The meat industry needs to stop chewing the fat.

The hopes and fears farmers in the red meat sector are not being assuaged by the endless talkfests going on around the country.

Farmers can clearly see time is not on their side and it is time for action. The calls for progress grow louder and increasingly appeals are being made for the Government to step in.

It is a similar situation to that which dairy farmers found themselves in the late 1990s. Moves to solve their woes lead to the formation of Fonterra. Here the Government played a pivotal role and there is growing sentiment for it to do the same again for the red meat industry.

There has been a call from foundation Fonterra chairman Henry van der Heyden to look at such a model “as time is running out”.

“A decade ago, our sheep and dairy farmers were in about the same relative position receiving a price that was about half of that received by farmers in the UK. Today our dairy farmers are looking at slightly more return than their British counterparts,” he said.

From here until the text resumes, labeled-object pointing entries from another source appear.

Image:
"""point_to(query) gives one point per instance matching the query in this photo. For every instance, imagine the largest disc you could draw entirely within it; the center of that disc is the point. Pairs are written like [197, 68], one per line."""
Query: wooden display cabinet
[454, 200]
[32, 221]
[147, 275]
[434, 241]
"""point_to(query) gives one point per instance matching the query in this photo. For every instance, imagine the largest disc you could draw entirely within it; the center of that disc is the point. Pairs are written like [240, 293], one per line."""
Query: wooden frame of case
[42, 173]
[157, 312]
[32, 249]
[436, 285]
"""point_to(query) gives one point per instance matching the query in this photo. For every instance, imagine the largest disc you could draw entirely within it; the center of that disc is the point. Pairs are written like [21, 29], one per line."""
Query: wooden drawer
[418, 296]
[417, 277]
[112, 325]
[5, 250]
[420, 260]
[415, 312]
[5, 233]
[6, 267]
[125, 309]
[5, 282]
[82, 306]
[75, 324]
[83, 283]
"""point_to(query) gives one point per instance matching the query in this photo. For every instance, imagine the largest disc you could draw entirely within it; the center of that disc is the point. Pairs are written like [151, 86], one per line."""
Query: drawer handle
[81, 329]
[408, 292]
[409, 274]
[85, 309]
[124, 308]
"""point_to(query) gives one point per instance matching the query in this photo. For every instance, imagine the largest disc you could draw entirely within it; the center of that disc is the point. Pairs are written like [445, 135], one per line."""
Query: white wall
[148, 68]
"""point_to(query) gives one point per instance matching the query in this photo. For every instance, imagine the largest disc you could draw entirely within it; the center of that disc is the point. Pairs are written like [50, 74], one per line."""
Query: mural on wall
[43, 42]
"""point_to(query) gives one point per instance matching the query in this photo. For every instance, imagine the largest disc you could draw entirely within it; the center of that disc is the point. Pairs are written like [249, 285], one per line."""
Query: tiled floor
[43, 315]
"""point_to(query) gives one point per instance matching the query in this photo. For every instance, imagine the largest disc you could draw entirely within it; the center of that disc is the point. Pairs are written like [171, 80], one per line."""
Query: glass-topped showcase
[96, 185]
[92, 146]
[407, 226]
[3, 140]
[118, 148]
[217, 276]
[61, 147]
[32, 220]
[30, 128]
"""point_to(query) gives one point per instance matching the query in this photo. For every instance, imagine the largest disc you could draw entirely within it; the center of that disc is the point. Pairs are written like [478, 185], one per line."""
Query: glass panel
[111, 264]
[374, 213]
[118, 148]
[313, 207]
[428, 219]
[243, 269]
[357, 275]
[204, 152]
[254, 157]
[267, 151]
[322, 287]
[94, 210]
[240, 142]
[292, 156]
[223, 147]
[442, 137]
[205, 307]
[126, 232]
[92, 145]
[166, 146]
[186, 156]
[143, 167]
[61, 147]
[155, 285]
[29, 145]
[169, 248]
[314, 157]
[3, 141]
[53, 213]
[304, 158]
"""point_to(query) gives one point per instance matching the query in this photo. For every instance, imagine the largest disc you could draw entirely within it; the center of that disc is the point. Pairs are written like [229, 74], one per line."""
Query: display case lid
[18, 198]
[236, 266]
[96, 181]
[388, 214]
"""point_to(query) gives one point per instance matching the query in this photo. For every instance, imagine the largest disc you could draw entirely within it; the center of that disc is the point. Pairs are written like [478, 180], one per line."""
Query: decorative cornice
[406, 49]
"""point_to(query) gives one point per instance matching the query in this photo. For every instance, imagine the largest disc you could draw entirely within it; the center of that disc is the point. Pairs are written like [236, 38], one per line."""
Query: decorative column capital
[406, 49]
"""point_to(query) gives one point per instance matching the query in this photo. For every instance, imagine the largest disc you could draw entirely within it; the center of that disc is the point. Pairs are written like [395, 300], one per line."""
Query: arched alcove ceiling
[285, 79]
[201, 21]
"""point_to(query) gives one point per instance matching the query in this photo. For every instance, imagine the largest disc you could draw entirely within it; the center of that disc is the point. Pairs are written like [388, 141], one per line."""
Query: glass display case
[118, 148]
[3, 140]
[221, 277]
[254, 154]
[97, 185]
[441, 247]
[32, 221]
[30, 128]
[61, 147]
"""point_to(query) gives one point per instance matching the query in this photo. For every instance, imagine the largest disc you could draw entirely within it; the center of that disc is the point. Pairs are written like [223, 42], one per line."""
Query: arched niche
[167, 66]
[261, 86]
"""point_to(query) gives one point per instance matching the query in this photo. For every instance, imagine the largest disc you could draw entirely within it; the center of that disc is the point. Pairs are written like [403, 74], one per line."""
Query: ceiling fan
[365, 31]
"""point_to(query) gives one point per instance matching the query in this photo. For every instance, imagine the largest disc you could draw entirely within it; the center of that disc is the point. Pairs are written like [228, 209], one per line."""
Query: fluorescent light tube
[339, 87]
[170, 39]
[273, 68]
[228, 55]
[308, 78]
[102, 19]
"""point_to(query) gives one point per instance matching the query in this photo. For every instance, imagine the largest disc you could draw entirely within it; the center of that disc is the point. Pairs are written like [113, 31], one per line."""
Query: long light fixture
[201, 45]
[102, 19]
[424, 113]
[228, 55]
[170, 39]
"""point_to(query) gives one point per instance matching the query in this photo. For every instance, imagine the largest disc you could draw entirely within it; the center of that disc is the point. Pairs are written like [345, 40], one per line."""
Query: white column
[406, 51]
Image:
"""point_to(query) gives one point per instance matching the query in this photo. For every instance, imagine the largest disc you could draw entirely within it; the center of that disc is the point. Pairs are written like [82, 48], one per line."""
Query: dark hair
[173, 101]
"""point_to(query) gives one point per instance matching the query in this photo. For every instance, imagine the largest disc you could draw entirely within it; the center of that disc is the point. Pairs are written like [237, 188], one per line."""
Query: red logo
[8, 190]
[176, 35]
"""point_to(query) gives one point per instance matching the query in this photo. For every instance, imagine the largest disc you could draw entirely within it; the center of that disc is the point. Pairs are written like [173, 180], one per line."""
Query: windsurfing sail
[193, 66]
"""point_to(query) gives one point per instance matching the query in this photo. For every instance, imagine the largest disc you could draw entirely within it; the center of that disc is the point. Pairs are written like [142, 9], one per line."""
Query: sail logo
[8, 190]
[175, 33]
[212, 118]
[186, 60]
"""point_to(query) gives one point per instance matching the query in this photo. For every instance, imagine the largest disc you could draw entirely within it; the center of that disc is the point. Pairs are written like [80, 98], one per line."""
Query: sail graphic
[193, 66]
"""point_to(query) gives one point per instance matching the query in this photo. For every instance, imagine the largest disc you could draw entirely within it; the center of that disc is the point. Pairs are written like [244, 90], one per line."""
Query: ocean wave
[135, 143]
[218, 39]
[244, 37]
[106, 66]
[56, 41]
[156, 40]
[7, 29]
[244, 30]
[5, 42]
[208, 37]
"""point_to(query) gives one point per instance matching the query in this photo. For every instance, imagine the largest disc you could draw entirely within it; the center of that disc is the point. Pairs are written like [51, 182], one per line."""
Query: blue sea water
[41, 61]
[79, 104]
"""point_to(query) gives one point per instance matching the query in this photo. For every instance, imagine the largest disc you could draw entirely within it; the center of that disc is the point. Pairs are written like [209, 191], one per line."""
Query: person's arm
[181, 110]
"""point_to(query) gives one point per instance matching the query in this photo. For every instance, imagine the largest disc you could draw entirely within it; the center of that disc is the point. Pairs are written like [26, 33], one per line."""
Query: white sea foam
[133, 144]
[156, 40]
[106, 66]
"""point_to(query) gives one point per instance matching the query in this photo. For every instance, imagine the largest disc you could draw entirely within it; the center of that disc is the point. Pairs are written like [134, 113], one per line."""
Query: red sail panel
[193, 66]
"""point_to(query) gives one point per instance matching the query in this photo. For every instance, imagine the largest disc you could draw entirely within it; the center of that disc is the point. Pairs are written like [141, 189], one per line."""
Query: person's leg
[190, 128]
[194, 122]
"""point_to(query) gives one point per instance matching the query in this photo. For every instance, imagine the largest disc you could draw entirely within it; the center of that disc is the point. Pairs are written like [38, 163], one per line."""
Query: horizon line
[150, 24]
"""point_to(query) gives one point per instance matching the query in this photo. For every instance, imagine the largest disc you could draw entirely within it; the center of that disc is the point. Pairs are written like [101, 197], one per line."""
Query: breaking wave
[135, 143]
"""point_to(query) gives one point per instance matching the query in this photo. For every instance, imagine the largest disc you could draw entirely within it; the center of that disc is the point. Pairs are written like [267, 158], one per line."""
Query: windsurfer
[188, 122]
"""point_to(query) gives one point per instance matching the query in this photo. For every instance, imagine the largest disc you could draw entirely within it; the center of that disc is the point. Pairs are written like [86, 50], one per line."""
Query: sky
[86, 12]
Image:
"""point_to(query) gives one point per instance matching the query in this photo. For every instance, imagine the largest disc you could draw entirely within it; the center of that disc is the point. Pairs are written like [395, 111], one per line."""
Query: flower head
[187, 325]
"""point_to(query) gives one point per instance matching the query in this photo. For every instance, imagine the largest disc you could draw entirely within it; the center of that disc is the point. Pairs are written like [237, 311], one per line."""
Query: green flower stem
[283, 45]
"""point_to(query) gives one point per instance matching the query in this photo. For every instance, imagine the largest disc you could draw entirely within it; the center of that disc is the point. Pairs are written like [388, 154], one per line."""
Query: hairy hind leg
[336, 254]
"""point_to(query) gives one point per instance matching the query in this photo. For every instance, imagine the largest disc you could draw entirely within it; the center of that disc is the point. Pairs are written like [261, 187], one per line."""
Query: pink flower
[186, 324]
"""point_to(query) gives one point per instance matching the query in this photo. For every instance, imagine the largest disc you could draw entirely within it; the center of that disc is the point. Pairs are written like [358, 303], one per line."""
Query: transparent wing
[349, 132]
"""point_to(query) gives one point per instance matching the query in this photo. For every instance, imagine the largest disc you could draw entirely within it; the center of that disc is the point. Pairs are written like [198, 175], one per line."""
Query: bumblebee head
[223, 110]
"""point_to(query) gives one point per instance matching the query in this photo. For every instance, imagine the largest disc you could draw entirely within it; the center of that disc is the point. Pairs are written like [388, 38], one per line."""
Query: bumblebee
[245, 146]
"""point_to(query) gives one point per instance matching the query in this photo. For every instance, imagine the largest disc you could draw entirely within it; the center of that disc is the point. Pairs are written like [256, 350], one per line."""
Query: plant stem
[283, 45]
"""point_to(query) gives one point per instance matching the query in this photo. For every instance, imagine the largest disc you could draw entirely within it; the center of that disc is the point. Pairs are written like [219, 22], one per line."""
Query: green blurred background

By contrast a Kiwi farmer receives a little over 60% of what a UK farmer gets.

Van der Heyden said the parallels were clear between the deadlock blocking the red meat sector from achieving its potential and the challenges faced by dairy farmers before the founding of Fonterra. He did not pretend it had been easy then as farmers were loyal to their own co-ops much as they are now.

The turning point was when the chairmen of the co-ops put their differences aside. It is something that would have to happen with red meat as well.

The farmers all agree the sector badly needs reform and that staying the same is not an option. The core of the debate is how to restore value as well as halt the inexorable slide to converting traditional stock farms to dairy.

Farmers have invested in the red meat sector strategy document and the pressure is mounting for a return on that money. Fixing things on farm is achievable but only worth it if things can be fixed beyond the farm gate Reform has been described by the bank with the biggest rural customer base (ANZ) as “painfully slow”.

Death by a thousand cuts

In its latest Agr-Focus, ANZ says the talk had not been matched by action “and it feels like death by a thousand cuts”.  The red meat sector still covers almost 80% of New Zealand’s total agricultural land.

“There is an opportunity to close the performance gap between the top 20% the rest,” the bank said.

The recently announced red meat profit partnership was the first major step-up investment and represented the first opportunity [$64m over seven years] to address this issue. The meat processors lost some $200 million between them in 2011-12 and only just broke even in 2012-13.

Addressing over capacity, especially for sheep meat, and better alignment between farmers and processors, was critical to addressing poor profitability, creating greater supply chain efficiencies and ensuring farmers captured their fair share of the retail value. ANZ says while there are suggestions change is getting closer “what type of change remains to be seen”.

Ground breaking

Whilst acknowledging progress had been slow, retiring chairman of Beef +Lamb Mike Peterson said what was about to happen was ground-breaking for farmers.

“It was really tough having to wait 12 months to get the contract signed off with the Crown, but we are now looking at a game changer.”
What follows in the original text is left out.